Royal Bank of Scotland is poised to acquire a strategic stake worth up to $4bn (£2.1bn) in Bank of China, fulfilling its long-held ambition to expand in the rapidly growing Asian markets.

Britain's second-largest bank is vying with nine other Western lenders to take a stake in the Chinese company, the country's top foreign-exchange bank, ahead of its flotation.

RBS is thought to be eyeing a 15 to 20 per cent stake in Bank of China, which would cost it between $3bn and $4bn, the biggest overseas acquisition in a Chinese lender. Under Chinese law, foreign investors can own up to 25 per cent of a Chinese bank, with a single investor holding no more than 20 per cent.

Bank of China, the country's second-largest bank, confirmed it was in talks with RBS and other banks, but stressed that "nothing has been finalised".

A spokesman dismissed reports that RBS was close to an agreement and suggestions that its stake would be at the upper end. That could mean that RBS will have to settle for a smaller share of the company alongside other Western banks.

The spokesman said the bank was likely to end up with three or four strategic investors. A decision on selling the stakes is expected by June.

Other banks interested in taking a minority stake in the Chinese bank include Bank of America, Deutsche Bank, UBS and seven other foreign banks, Bank of China said last week. Talks with RBS and UBS, which is thought to want a 2 per cent stake worth $300m, are believed to be the most advanced.

This month, Kenneth Lewis, chief executive of Bank of America, was reported as saying that the bank would pay $1bn to $2bn for a stake in a Chinese bank as part of a strategic partnership.

Sir Fred Goodwin, the chief executive of RBS, is keen to expand in Asia, where the Edinburgh-based bank has only a small presence. He has ruled out large takeovers this year and said the bank favoured joint ventures for certain products in China. Last night, RBS declined to comment on the Bank of China deal.

Bank of China, which is hoping to get a stock market listing by next year, is trying to restructure its finances by bringing in foreign banks as partners to raise capital and to benefit from their expertise. It plans to raise between $3bn and $5bn in its initial public offering.

Ma Jun, a fund manager at E Fund Management in Guangzhou, said the Chinese commercial banks were very keen to get foreign lenders as strategic investors to learn from their management experience as they try to create "more innovative products and services". Foreign banks, in turn, are falling over themselves to get a slice of China's fast-growing market. HSBC owns stakes in three Chinese lenders, including a 20 per cent stake in Bank of Communications, while Standard Chartered acquired one-fifth of the newly formed Bohai Bank in November last year.

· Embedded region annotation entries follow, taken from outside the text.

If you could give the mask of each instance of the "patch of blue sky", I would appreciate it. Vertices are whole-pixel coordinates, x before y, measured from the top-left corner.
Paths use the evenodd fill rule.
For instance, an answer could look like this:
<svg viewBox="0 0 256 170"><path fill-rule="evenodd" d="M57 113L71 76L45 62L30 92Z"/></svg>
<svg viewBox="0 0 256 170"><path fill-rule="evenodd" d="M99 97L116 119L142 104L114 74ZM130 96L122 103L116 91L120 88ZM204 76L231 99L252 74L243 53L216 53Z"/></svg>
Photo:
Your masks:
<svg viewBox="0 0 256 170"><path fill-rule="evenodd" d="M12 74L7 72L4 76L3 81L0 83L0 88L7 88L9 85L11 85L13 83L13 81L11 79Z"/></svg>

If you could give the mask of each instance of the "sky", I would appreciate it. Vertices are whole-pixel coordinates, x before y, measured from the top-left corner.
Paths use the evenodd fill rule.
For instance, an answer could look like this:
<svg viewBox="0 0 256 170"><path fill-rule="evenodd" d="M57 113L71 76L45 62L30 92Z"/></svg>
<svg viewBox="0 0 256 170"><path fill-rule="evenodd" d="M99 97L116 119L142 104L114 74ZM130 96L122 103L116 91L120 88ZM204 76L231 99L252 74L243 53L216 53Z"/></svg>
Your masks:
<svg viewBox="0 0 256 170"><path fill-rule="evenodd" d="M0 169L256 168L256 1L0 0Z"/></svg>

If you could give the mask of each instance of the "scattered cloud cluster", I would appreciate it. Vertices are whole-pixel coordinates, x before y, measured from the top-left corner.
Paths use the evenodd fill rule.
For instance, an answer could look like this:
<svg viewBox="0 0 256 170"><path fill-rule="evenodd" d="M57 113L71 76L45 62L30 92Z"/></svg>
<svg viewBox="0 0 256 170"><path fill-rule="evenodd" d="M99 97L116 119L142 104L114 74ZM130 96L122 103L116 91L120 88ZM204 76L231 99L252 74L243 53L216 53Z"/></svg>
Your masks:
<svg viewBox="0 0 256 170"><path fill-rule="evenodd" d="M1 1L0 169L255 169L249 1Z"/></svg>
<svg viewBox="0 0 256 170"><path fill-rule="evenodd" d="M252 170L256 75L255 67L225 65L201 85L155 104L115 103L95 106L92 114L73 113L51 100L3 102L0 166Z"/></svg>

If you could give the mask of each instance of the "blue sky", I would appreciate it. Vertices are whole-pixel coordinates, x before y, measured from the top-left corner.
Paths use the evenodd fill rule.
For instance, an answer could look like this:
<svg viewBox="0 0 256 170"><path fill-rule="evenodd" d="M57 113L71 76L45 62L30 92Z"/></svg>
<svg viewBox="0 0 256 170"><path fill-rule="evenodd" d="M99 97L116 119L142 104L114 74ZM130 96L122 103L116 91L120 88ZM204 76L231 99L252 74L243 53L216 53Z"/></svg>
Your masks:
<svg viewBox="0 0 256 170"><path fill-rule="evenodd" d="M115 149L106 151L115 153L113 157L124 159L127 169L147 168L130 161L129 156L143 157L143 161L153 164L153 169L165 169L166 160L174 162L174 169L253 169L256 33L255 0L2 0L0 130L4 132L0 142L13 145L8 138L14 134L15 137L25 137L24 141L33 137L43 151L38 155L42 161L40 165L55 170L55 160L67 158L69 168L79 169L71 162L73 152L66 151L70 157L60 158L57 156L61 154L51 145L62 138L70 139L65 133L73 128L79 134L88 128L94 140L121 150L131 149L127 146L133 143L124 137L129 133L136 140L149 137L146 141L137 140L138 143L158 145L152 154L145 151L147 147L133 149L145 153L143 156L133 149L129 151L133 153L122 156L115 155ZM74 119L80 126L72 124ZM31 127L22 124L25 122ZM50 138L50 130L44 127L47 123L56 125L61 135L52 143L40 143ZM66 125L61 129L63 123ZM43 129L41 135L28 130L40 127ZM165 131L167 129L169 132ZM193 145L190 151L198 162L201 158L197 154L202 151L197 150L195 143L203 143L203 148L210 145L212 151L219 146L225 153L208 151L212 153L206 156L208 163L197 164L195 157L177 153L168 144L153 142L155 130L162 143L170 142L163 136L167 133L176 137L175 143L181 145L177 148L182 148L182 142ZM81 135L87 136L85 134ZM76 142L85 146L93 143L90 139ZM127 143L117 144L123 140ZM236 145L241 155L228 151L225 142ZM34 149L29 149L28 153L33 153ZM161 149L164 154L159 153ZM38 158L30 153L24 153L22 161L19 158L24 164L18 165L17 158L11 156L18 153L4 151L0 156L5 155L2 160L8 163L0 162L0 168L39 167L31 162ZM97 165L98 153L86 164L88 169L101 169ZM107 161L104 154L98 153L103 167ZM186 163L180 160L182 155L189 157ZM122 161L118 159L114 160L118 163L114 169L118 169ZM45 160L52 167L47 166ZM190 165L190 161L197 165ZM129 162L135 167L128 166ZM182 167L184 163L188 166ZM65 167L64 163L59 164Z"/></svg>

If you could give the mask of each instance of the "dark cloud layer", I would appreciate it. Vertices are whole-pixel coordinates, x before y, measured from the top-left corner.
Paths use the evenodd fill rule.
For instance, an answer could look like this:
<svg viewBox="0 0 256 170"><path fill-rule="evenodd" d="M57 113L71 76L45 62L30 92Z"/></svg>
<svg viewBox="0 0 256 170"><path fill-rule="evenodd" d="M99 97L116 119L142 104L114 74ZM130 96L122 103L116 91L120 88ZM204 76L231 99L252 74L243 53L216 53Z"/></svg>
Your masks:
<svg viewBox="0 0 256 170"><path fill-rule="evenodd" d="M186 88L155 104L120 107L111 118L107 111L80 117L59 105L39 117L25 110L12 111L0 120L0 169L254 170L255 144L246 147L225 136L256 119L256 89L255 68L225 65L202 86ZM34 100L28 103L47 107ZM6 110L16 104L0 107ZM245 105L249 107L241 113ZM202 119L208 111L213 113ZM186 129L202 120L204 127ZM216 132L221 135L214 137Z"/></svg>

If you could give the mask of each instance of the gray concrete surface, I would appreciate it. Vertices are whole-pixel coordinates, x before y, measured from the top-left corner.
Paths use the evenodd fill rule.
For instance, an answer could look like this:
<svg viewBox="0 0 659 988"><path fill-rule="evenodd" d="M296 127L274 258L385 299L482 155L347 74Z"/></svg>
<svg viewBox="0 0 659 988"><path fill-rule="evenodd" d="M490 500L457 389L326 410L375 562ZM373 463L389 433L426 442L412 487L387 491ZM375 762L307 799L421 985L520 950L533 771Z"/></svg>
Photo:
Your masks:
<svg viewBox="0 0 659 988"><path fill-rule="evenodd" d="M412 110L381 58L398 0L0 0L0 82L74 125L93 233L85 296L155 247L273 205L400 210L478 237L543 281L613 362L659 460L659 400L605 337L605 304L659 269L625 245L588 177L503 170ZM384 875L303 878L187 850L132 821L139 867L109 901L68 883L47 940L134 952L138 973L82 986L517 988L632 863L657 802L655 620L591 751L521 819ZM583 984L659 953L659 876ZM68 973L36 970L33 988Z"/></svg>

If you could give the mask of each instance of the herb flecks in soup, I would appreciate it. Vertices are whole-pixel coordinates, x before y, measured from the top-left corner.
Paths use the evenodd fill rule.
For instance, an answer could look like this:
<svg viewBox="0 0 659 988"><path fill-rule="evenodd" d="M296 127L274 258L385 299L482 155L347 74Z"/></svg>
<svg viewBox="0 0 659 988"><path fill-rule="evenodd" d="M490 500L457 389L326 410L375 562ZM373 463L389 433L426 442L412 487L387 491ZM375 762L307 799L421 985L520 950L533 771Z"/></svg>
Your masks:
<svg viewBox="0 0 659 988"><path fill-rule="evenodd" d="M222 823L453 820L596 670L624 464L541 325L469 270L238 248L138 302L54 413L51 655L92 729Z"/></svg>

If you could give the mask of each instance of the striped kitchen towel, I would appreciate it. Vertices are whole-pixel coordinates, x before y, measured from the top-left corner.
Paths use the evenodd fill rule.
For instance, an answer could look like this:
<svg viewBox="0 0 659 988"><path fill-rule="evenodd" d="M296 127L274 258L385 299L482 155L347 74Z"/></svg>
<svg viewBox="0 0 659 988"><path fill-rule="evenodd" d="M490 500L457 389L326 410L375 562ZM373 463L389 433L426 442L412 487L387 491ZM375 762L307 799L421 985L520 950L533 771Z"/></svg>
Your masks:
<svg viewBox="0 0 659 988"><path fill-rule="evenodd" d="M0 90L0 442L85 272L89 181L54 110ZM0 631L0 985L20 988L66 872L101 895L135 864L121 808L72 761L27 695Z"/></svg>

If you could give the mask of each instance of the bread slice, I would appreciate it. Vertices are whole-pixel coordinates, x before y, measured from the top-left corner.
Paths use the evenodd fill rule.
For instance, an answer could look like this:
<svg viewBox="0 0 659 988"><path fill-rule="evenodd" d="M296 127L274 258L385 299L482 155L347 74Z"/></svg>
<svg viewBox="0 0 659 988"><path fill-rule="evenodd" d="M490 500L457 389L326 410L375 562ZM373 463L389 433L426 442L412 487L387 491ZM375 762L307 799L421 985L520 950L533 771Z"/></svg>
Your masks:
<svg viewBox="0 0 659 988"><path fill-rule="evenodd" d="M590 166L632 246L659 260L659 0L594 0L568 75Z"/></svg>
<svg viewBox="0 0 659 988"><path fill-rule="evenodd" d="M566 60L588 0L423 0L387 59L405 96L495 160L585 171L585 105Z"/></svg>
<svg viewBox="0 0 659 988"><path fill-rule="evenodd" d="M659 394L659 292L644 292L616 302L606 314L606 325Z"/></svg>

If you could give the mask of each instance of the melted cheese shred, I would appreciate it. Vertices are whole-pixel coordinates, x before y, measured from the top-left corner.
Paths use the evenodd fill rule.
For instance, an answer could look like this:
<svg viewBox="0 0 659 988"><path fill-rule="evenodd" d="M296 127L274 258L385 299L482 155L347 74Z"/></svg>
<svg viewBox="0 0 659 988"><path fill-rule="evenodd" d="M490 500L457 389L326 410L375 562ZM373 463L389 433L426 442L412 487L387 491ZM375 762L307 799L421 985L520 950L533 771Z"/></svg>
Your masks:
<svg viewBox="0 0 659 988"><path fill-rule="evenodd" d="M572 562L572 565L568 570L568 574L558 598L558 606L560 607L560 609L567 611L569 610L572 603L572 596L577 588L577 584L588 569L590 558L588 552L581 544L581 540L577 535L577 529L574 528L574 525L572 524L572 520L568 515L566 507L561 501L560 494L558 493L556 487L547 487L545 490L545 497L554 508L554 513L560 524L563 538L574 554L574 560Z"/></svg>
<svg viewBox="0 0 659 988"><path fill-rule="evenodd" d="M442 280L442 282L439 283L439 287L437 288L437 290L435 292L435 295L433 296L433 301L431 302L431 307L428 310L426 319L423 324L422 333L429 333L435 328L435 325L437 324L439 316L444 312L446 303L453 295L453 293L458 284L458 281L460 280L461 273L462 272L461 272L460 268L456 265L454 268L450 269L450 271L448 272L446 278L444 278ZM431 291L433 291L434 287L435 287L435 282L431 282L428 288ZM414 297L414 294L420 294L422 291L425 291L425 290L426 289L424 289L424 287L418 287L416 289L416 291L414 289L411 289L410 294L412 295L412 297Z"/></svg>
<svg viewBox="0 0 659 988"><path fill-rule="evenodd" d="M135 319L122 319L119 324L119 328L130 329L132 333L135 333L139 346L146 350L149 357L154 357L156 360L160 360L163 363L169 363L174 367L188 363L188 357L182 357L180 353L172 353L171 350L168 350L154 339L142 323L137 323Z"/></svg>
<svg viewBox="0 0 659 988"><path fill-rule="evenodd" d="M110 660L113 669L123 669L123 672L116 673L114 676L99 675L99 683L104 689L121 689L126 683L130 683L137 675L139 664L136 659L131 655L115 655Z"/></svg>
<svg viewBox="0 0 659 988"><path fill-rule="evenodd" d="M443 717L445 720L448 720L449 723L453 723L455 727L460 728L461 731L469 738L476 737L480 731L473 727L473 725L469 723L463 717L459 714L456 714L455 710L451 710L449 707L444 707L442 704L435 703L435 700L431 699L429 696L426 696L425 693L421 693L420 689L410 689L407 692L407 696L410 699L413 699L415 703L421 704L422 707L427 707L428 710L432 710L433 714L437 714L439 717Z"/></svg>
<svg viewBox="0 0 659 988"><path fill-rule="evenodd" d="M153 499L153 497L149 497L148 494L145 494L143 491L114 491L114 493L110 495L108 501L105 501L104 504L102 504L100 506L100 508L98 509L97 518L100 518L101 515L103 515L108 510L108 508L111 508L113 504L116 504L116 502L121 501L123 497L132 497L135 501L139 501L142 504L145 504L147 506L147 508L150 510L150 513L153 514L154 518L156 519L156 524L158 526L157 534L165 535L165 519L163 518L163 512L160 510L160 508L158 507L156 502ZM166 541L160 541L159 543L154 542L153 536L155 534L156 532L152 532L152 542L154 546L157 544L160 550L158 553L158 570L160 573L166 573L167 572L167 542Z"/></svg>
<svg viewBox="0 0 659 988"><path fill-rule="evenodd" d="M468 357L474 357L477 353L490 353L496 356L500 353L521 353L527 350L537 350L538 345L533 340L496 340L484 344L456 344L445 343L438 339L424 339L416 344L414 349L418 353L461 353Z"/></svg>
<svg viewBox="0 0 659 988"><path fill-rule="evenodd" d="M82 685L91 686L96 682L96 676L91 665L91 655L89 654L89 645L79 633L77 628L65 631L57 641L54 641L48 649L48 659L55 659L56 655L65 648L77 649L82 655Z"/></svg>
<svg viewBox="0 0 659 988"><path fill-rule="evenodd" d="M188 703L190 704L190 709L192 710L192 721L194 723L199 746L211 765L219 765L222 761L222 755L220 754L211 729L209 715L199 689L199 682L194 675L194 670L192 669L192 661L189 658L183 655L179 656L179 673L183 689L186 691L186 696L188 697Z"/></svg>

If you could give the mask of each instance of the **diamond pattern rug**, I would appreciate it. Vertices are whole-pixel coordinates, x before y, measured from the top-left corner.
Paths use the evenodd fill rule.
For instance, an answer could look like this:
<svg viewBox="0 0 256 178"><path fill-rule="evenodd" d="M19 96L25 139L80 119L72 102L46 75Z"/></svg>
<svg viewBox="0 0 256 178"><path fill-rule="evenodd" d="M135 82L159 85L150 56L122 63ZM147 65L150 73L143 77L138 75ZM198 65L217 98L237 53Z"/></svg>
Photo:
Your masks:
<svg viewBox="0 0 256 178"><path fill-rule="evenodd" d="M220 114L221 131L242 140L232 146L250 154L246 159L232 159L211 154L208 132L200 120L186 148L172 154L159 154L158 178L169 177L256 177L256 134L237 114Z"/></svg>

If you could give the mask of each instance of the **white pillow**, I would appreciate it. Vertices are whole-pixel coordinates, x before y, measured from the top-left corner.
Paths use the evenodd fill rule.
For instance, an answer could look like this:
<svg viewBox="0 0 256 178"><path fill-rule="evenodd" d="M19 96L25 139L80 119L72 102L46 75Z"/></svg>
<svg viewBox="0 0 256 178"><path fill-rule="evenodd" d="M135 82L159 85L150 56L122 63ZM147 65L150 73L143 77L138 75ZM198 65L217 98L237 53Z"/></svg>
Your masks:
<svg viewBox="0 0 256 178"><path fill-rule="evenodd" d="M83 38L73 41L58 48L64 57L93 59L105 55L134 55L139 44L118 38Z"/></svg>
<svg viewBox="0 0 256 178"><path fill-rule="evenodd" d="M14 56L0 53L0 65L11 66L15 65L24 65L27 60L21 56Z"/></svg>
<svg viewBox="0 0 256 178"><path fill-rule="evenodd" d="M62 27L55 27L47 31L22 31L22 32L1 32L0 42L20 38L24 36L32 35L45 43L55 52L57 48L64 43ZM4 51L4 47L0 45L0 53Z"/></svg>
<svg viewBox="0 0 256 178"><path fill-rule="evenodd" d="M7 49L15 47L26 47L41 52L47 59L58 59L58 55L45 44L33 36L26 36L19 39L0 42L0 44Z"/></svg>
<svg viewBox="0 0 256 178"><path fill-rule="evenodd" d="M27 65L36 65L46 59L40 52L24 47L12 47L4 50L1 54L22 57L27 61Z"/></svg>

However, concerns over corruption and fraud at Chinese banks have highlighted the risks faced by foreign companies expanding in the country. Bank of China has been embroiled in two banking scandals this year. It lost $78m after being tricked by a property developer in Beijing, and reported missing funds in other parts of China amounting to several hundred million yuan. This year, China's four largest banks have lost more than $100m from fraud. But Bank of China has been cleaning up its books and has reorganised itself ahead of its planned flotation.

The moves form part of government plans to strengthen the financial industry before opening it up fully to foreign banks in 2007. Bank of China, along with HSBC, Deutsche Bank, Citibank and others, has been selected to become a market maker in expanded foreign currency trading, due to begin in May.